Brian Buhrow buhrow at nfbcal.org
Fri Sep 2 19:31:46 UTC 2022


	hello peter.  As a long time IT person who has worked on networks, large computer
installations, and a variety of technical projects, I am going to echo wha others have said
here about on-line resources.  It is usually the case that when one is learning a new API or
programming technique, or any new skill for that matter, what one needs to know about is the
skill itself, not about the blindness adaptations necessary to become an expert at that skill.
Because everyone's blindness skills are different, it makes the most sense for the individual
learning the new thing to figure out the way that works best for them.
So, for example, Bookshare.  Yes, the books in Bookshare may not discuss ways to peform the
skills those books teach as they might be performed by a blind person, but the fact that the
books are accessible on Bookshare makes them extremely useful to blind folks just by virtue of
the fact that they're there.

Now, having read those books, one can then ask specific questions about how a specific API or
development environment might be used in an accessible manner.  

	If one is going to hold a job as a blind person, whether it be in technology or something
else, it is necessary to become an expert on how to make things accessible for yourself.  As
part of that, building a network, as exists on this list, becomes one of the tools you use to
gain the knowledge you need to do the things you want.

Blindness specific training is wonderful, but it is mostly a general training in the sense that it
teaches you how to teach yourself to use tools or create techniques which make things
accessible to you.  Those tools and techniques might not work for anyone else in the world, but
if they work for you, then you're good.  For example, for me, half the battle of learning to do
something is just knowing another blind person has done that thing.  If I know they have, then
I can turn the question of "can I do something?" to "How do I do something?"  Once I've have
how, then I can go about setting up the task of figuring it out.

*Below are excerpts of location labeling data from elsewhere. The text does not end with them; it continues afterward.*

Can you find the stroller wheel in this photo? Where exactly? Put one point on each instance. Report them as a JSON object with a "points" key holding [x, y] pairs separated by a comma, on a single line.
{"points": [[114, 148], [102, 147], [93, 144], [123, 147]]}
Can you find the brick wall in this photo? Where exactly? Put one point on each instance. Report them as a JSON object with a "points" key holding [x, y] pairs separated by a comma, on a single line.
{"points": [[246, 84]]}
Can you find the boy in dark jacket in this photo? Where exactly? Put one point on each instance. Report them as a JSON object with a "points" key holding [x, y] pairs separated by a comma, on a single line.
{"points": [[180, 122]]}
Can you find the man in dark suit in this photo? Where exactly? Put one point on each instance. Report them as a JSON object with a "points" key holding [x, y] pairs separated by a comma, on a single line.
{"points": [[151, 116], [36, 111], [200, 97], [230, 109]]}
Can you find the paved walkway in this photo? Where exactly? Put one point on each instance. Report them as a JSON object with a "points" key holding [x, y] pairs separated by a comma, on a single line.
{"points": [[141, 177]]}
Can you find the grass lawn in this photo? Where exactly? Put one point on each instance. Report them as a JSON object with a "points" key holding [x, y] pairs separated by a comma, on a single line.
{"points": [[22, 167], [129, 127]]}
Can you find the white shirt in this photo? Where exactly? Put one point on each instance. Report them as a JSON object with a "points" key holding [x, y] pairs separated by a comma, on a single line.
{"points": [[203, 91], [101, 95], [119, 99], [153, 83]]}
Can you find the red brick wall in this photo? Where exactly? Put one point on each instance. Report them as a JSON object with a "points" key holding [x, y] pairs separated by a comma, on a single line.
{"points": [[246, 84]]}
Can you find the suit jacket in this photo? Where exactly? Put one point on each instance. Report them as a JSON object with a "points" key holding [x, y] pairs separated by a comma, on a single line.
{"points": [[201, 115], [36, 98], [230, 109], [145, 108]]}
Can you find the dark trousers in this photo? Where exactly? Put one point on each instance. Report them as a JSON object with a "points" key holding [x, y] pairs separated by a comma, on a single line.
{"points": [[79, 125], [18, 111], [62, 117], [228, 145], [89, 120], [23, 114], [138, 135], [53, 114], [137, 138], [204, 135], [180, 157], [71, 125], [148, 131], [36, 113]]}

	Part of the reason we've not set up an NFB CS web site is that it would be out of date
before we finished building it.  If we said, for example, that something was inaccessible,
someone would prove us wrong.  Or, if we said, if you follow these instructions for making
something work, the thing would change and our instructions would be rendered inoperative.  
In other words, what we offer you here, and in our training centers, are a lot of fishing
poles.  We leave it to you, the fisherman to go out and catch your fish.